Lo stesso primo ministro maltese, trascorsi appena due giorni dalle prime indiscrezioni sugli esiti desolanti della missione europea, ha annunciato una retata di dieci presunti esecutori dell’omicidio, tre dei quali formalmente incriminati. Una fortunata coincidenza, certamente. Gli imputati sono esponenti del sottobosco criminale locale che per l’attentato avrebbero utilizzato un sofisticato esplosivo al plastico di difficile reperibilità sull’isola. Già noti alle forze dell’ordine, sarebbero stati incastrati dalle comunicazioni telefoniche, inclusa l’ultima che ha innescato il detonatore dell’ordigno. Eppure nelle incredibili parole del ministro dell’Interno maltese i criminali sarebbero riusciti nel loro intento quasi incidentalmente: la giornalista è stata “sfortunata – “unlucky” – perché la bomba che l’aveva colpita era riuscita a ucciderla”, a differenza di “altri giornalisti sono stati vittima di attentati dinamitardi in passato, anche se senza successo”.
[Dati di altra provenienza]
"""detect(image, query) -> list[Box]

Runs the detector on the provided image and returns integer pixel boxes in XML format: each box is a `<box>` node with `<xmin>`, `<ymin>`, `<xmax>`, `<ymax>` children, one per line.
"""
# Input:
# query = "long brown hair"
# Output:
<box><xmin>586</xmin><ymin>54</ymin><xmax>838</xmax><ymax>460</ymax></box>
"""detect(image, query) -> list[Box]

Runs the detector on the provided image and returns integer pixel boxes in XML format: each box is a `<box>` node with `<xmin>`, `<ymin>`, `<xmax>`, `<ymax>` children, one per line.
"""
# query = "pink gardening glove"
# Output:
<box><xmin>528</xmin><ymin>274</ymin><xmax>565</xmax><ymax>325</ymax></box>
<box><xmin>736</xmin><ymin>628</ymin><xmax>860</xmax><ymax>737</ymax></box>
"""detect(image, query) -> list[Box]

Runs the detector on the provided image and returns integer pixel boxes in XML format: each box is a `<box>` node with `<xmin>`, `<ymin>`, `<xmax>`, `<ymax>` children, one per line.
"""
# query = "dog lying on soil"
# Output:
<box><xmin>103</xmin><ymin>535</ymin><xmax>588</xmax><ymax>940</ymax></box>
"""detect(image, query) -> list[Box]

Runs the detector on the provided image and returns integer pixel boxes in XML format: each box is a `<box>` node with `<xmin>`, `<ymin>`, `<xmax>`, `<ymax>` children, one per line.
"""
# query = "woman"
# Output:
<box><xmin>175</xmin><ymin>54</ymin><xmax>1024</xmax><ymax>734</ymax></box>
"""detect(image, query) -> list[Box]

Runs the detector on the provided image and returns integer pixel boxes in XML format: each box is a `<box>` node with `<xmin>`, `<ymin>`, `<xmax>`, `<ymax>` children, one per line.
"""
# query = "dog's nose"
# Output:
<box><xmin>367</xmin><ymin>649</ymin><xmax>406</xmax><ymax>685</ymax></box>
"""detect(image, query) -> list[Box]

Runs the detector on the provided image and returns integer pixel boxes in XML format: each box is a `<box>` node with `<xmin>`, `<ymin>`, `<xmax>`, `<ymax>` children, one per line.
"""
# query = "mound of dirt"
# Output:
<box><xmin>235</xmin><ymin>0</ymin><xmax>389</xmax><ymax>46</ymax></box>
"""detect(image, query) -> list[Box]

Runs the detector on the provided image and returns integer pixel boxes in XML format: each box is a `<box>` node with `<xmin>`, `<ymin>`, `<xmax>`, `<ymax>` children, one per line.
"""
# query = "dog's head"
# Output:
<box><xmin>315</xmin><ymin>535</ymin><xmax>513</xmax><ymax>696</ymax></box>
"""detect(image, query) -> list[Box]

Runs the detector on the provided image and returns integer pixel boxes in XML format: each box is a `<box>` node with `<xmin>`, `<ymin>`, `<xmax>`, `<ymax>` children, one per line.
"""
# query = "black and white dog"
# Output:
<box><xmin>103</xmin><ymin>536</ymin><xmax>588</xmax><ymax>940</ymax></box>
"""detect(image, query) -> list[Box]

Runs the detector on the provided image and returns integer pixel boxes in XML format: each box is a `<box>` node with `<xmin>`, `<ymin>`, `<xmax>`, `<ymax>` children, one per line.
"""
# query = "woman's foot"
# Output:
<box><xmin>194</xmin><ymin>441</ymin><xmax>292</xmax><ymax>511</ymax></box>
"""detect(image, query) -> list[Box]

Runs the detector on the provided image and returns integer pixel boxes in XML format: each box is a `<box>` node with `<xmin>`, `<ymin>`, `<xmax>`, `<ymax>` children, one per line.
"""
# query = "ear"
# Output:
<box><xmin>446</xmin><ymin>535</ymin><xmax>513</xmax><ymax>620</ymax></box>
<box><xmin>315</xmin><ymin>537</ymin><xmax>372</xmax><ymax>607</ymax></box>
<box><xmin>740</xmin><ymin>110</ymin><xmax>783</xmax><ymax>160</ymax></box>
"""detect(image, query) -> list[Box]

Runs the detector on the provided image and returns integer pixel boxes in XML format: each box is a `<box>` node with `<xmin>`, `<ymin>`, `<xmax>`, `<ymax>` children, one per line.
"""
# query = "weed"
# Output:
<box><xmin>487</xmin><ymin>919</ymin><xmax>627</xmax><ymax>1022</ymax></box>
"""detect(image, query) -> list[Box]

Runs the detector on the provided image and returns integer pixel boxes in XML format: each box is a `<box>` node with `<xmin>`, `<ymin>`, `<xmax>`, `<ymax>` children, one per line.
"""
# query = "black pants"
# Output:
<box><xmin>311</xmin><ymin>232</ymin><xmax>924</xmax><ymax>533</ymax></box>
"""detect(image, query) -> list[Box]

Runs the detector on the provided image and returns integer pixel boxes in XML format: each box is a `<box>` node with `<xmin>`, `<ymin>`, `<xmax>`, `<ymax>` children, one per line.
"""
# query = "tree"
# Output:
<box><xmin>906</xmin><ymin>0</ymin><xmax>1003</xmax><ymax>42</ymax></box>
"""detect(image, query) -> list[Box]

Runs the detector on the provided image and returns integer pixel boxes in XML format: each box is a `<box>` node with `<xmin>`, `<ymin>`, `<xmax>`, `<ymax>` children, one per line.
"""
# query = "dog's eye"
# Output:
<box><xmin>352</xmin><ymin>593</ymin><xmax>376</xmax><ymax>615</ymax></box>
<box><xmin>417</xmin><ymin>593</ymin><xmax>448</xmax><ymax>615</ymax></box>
Un puzzle con tanti pezzi mancanti, ma soprattutto con troppe tessere che non combaciano. Di verosimile c’è che il governo di una piccola isola del mediterraneo, stato sovrano e membro dell’Unione europea, sia diventata teatro di una colonizzazione criminale su larga scala, nell’indifferenza delle istituzioni comunitarie che solo ora si riscuotono inviando osservatori. Che l’oligarchia criminale di quel paese abbia provato a zittire con le maniere spicce i giornalisti che hanno dato notizia dell’amalgama tossico tra vertici istituzionali, finanza al servizio del riciclaggio, business internazionale del petrolio e del gas, narcotraffico e altri affari illeciti.

Che un gruppo criminale al servizio di quel grumo di poteri abbia pianificato e realizzato con stile e competenze affini a quelle delle organizzazioni mafiose un attentato mirante nello stesso tempo a “punire” e lanciare un avvertimento a non disturbare quegli equilibri politici e criminali. Che nessuna opposizione politica degna di questo nome sia in grado di raccogliere il testimone della denuncia, giacché persino il capo del partito di minoranza era stato segnalato dalla giornalista Caruana Galizia per le sue connessioni con trafficanti di droga. E che in definitiva risuonino oggi più attuali che mai le ultime, terribili parole pubblicate dalla giornalista, pochi minuti prima della sua scomparsa: “Ora ci sono corrotti ovunque guardi. La situazione è disperata”.